Oh, well, when you ask so nicely and not like you’re doing me a favour… fuck off.
Megan flies in and admits they were wrong, and quickly breezes on to “So let’s just get this jolly rotten situation sorted. We’re all in this together! Forget we imprisoned you. You’re being an asshat if you don’t help.”
And because it’s Megan, it works. Well, that and the fact that the Flouries are on a cliff above them lobbing rocks. A crab says they can’t leave the ponies to deal with the Flouries alone, so everyone climbs up the cliff and the grand finale happens.
It’s really tiresome. One Flourie stomps and the ground shakes. The crabs are quickly overwhelmed. Does nobody have any salt? Or weed killer? One crab is nearly thrown off the cliff, but Posey somehow manages to pull him back by flailing around on one of his pincers. Megan cries “Posey!” and runs to her side for no reason. Megan is then captured by vines. I hope she dies. Posey is caught quickly after. Rocks are still being thrown and apparently this is enough for the crabs to feel defeated. Then Whizzer is caught in the vines too.
Cut to a crab looking pissed off. Apparently things have gone Too. Fucking. Far. He says, “That’s enough,” and brings his big old pincer down on the ground, which splits the earth and knocks Pink over the cliff edge. Pink is left dangling by her leaves and Head Crab tells them to release the ponies and the girl and surrender or “snip snip”.
Cut to the Flouries all tied up in vines. Would you really tie up plant people in vines? Whatever. [bat: For once in Dream Valley history everyone was fresh out of nets.] [Dove: *blinks* Surely not.] The crabs have to leave, they have reports to file, and everyone’s names will feature in there.
Posey says she’s sorry, and Megan chips in that Posey has paid a high price as her garden is ruined.
Um. What about the rest of you that imprisoned the crabs? You collectively didn’t listen to the crabs because they were ugly, it wasn’t only Posey. And Megan, since you have final say in everything, you’re more culpable than anyone. So go fuck yourself.
But no, cut to the crabs rebuilding the garden.
FOR FUCK’S SAKE. THE CRABS ARE HONOURABLE LAW ENFORCERS WITH A STRONG SENSE OF RIGHT AND WRONG. THEY ARE TOO GOOD FOR AND DO NOT DESERVE THIS SHIT.
After they prep her garden to perfection, Posey says she thinks they’re beautiful. Hey, Posey, maybe crabs aren’t your jam, but I bet these crabs are the John Cenas of the crab world: buff, polite and decent, so fuck you for thinking your opinion fucking matters.
But of course, the writers know better.

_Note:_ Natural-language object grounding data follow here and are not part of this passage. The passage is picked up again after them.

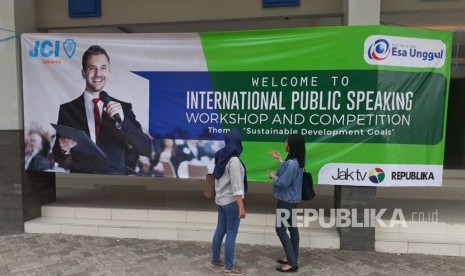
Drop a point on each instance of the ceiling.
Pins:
(453, 21)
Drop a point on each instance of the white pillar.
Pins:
(362, 12)
(10, 111)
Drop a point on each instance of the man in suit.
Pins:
(88, 113)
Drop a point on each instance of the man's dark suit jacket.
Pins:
(114, 142)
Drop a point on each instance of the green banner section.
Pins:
(328, 106)
(359, 94)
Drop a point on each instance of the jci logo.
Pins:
(48, 48)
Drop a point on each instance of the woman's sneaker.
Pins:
(217, 267)
(234, 271)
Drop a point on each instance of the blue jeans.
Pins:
(290, 245)
(228, 224)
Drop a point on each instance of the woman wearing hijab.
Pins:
(230, 187)
(287, 189)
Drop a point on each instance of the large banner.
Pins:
(370, 101)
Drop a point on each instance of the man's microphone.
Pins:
(105, 98)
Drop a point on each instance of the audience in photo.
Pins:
(37, 151)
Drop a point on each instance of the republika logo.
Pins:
(376, 175)
(379, 50)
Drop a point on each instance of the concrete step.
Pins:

These crabs, despite having a goodness that is sorely lacking in Dream fucking Valley, go all woozy at her compliment, and the kiss that follows it. They get all blushy and feeble, because GODDAMNIT, I HAVE BEEN VALIDATED BY A FUCKING IDIOT. MY LIFE IS FUCKING COMPLETE.
Grade: C (largely because the crabs were awesome)
This was your standard “don’t judge a book by its cover” episode. The crabs were awesome. But for some reason, I really like the trope of straight-laced law enforcement has to deal with whimsical bullshit. Everything else sucked. [bat: The Keystone (Crab-stone?) Cops of Dream Valley. Though, I half understand why crabs but, like…. nope, not going to expend valuable brain time pondering the ideas and justifications of this shitty writing.]
Megan and the ponies never once took responsibility for: 1) not listening to the crabs’ warnings; or 2) imprisoning them. Masquerade’s apology was petulant at best. Megan was utterly pointless. There were two instances where Masquerade said they needed her, and what did she do? Nothing. She just went along with what was there.
Urgh. This was just irritating.
[bat: Agreed. I’m giving it at D+, because this is scraping the bottom of the barrel here. We’re down to a few episodes left and it’s painfully obvious that no writer was prepared for a 50 episode season. I think all of their energy and ideas went to Flutter Valley, since they basically had to re-hash the plot of the failed MLP film and stretch it across 10 episodes. Again, another episode where an important life lesson is drastically mishandled and no one (pony or viewer) becomes the wiser for it. Sigh.]